I think the whole novel needs to be seen in the context of satirising the American Civil War background and racial hierarchies of the south rather than Verne repeating them.  WB is of course correct in saying a 'whole Chain of Beings is in fact in evidence' with Jup now at the bottom. ...allowing satire...in a roman a clef style   The colonists, although well meaning, have inadvertently created a 'slave society' in the little new America, Verne just adds a new loop to the chain, which is why Jup had to die at the end. 

 The satirisation of Edgar Allan Poe's Gold Bug is crucial here (am I the first to identify this link?)   WB makes a connection between Jupiter and the Roman Gods and the name Jup being a homonym of "jupe" skirt (p646 of Kravitz translation). Given Verne's admiration for Poe and Poe's use of the both the names Jupiter and Jup in The Gold Bug surely this is the better derivation and thus leads to a better explanation of the perceived 'systematic racism' in the novel. Re Ned, I disagree with WB that his depiction is full of 'unfavourable comparisons' with Top the dog and Jup the orangutan, this is also (very occasional) satire on Verne's part. I would look at the dozens of passages which praise Ned as an equal to any of the colonists.  I also think the praise of the 'righteous north' in the American Civil War (and by insinuation the destruction of slavery) by Verne which runs right through the novel is pertinent to this explanation. Perhaps also linking to later Dick Sand and Verne's opinion of slavery?

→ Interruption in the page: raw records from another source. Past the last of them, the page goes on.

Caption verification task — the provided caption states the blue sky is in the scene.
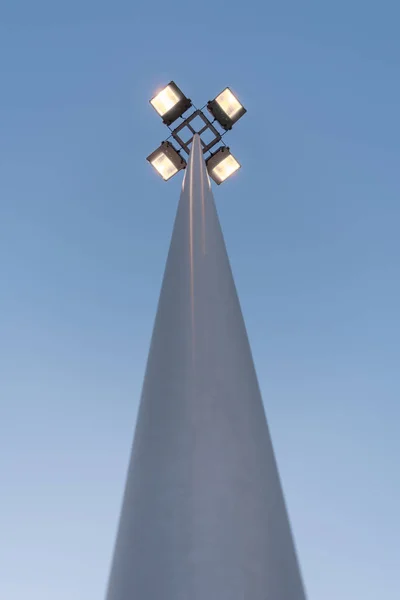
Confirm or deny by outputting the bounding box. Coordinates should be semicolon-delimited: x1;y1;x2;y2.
0;0;400;600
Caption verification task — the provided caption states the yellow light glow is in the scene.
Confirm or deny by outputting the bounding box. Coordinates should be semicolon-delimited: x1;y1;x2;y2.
212;154;240;183
151;152;178;181
150;85;180;117
215;88;243;120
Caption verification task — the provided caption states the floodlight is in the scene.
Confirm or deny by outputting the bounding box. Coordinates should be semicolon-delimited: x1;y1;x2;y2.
207;146;240;185
207;88;246;131
147;142;186;181
150;81;192;125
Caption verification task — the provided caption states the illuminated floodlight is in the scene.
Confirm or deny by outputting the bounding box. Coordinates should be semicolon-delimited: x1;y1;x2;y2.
147;142;186;181
207;88;246;131
207;146;240;185
150;81;192;125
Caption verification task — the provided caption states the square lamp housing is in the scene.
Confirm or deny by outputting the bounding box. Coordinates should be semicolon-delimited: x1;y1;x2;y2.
206;146;240;185
150;81;192;126
147;142;186;181
207;88;247;131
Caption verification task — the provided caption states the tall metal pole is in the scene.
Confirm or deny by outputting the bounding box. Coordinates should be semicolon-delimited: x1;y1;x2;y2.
107;135;305;600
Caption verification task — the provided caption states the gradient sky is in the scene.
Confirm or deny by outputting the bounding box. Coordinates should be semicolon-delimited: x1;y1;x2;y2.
0;0;400;600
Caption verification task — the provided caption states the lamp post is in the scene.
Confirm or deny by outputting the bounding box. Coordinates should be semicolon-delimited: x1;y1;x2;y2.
106;83;305;600
147;81;246;185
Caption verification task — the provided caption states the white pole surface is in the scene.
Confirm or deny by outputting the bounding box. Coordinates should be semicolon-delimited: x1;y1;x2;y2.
107;136;305;600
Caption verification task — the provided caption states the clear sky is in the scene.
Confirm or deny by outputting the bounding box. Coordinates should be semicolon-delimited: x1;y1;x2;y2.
0;0;400;600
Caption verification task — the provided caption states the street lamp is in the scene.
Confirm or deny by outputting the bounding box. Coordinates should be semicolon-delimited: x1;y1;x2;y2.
147;81;246;185
206;146;240;185
150;81;192;126
147;142;186;181
207;88;247;131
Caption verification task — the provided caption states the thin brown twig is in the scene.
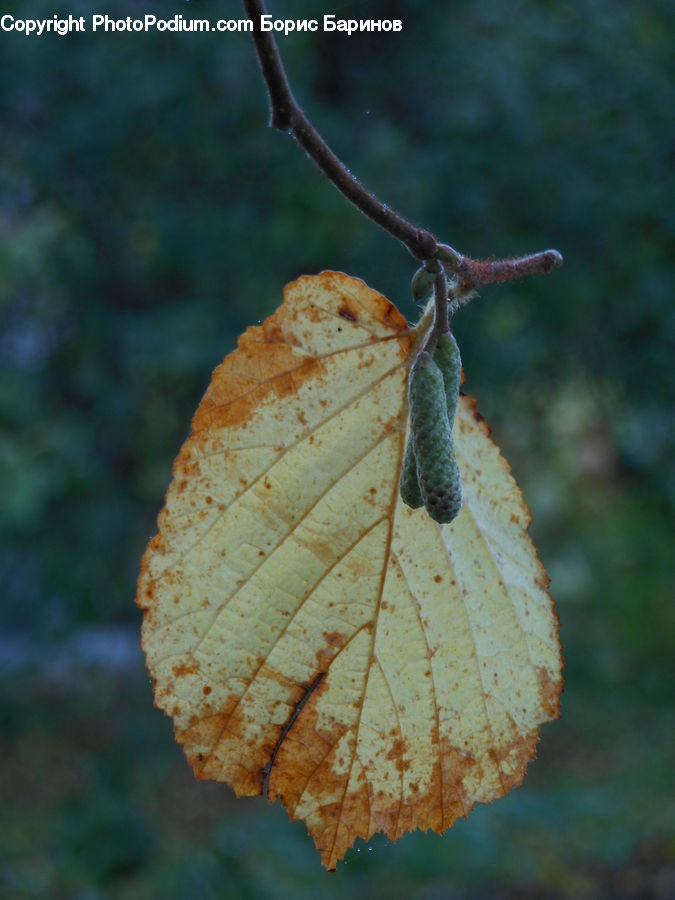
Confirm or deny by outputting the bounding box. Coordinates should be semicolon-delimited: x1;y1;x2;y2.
242;0;562;282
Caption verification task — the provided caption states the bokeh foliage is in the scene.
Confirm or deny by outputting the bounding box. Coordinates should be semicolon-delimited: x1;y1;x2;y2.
0;0;675;897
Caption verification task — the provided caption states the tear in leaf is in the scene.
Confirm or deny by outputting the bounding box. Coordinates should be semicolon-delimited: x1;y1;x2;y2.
137;272;562;869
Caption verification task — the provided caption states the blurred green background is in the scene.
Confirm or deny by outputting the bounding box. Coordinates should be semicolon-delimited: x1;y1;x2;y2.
0;0;675;900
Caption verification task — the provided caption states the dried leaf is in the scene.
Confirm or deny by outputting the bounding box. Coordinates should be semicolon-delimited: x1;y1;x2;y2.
138;272;562;868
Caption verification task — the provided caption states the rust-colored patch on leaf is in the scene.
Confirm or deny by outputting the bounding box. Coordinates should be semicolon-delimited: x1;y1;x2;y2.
137;272;562;869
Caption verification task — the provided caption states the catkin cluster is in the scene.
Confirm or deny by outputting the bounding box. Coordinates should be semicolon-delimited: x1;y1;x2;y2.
400;334;462;524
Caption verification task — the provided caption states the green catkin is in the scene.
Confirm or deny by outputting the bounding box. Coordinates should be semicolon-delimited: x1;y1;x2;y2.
410;266;436;303
434;332;462;424
409;345;462;524
433;332;462;519
399;434;424;509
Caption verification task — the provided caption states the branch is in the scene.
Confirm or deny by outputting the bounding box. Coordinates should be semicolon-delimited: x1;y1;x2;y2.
242;0;562;282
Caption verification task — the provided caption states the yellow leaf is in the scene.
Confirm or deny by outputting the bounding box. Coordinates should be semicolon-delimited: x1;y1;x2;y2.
138;272;562;868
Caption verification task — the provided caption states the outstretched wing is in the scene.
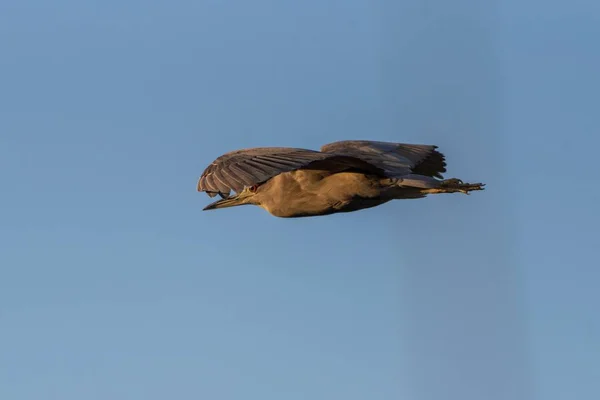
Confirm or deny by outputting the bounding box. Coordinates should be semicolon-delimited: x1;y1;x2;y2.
321;140;446;179
198;147;383;197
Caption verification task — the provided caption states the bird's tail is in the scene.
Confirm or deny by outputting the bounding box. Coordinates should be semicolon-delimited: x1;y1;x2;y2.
397;174;485;194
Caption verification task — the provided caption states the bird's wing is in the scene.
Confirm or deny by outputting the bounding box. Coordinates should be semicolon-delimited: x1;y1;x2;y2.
321;140;446;179
198;147;379;197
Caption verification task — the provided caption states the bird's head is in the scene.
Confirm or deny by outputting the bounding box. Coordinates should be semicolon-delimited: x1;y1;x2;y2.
204;185;258;211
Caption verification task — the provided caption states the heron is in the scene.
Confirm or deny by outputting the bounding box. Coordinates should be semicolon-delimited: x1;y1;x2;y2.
197;140;485;218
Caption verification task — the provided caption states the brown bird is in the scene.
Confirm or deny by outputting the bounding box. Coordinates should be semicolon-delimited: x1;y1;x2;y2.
198;140;485;218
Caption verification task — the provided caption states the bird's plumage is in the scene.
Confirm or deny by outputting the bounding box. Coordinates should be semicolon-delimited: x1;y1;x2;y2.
198;140;484;217
198;140;446;197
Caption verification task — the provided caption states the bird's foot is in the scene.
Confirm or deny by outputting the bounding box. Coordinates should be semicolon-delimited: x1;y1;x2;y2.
440;178;485;194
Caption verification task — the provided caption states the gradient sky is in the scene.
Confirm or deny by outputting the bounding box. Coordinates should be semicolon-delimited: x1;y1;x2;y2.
0;0;600;400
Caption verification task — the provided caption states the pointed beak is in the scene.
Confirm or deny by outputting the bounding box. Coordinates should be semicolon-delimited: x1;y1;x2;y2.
202;194;248;211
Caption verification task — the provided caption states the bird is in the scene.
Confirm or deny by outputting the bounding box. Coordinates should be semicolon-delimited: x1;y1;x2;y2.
197;140;485;218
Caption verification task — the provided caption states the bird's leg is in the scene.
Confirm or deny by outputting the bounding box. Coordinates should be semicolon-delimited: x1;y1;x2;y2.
421;178;485;194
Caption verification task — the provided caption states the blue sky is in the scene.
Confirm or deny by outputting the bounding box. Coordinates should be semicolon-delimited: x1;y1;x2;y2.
0;0;600;400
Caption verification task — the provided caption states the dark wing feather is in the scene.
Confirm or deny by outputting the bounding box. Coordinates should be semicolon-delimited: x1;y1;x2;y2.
198;147;382;197
321;140;446;179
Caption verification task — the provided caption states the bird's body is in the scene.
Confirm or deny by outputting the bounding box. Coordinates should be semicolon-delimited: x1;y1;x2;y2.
198;141;483;218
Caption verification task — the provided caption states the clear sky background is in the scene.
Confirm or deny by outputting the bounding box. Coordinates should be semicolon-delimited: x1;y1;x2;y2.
0;0;600;400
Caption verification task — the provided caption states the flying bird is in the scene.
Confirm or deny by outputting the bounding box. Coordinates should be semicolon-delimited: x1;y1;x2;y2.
198;140;485;218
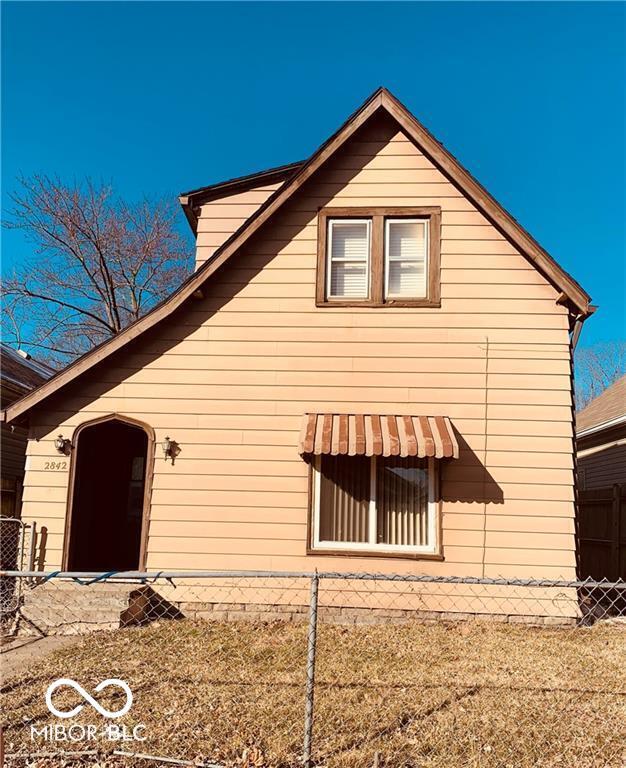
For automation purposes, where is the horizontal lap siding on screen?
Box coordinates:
[24,114,574,576]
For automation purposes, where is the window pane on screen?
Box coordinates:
[385,220,427,297]
[328,220,370,298]
[330,261,367,298]
[376,457,430,546]
[319,456,370,542]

One final point is the illustration on p568 of Spillet with his arm on Ned's shoulder in a lovely piece of multiracial camaraderie. ..again symbolic of a new America on 'Lincoln Island'. 

How many mid 19th century novels showed such a scene? Very few I bet, and it is when Verne does something this unusual that we learn so much about the writer (almost like a criminal psychologist analysing the unique criminal traits of a suspect and learning a lot more about their psyche in one go).

If this illustration is indeed 'groundbreaking' (and I am no expert on 19th century literature but I know some on this forum are) then I do not think the description of the novel as being full of 'systematic racism' is still tenable. I appreciate the context of other Verne novels can give us an insight though.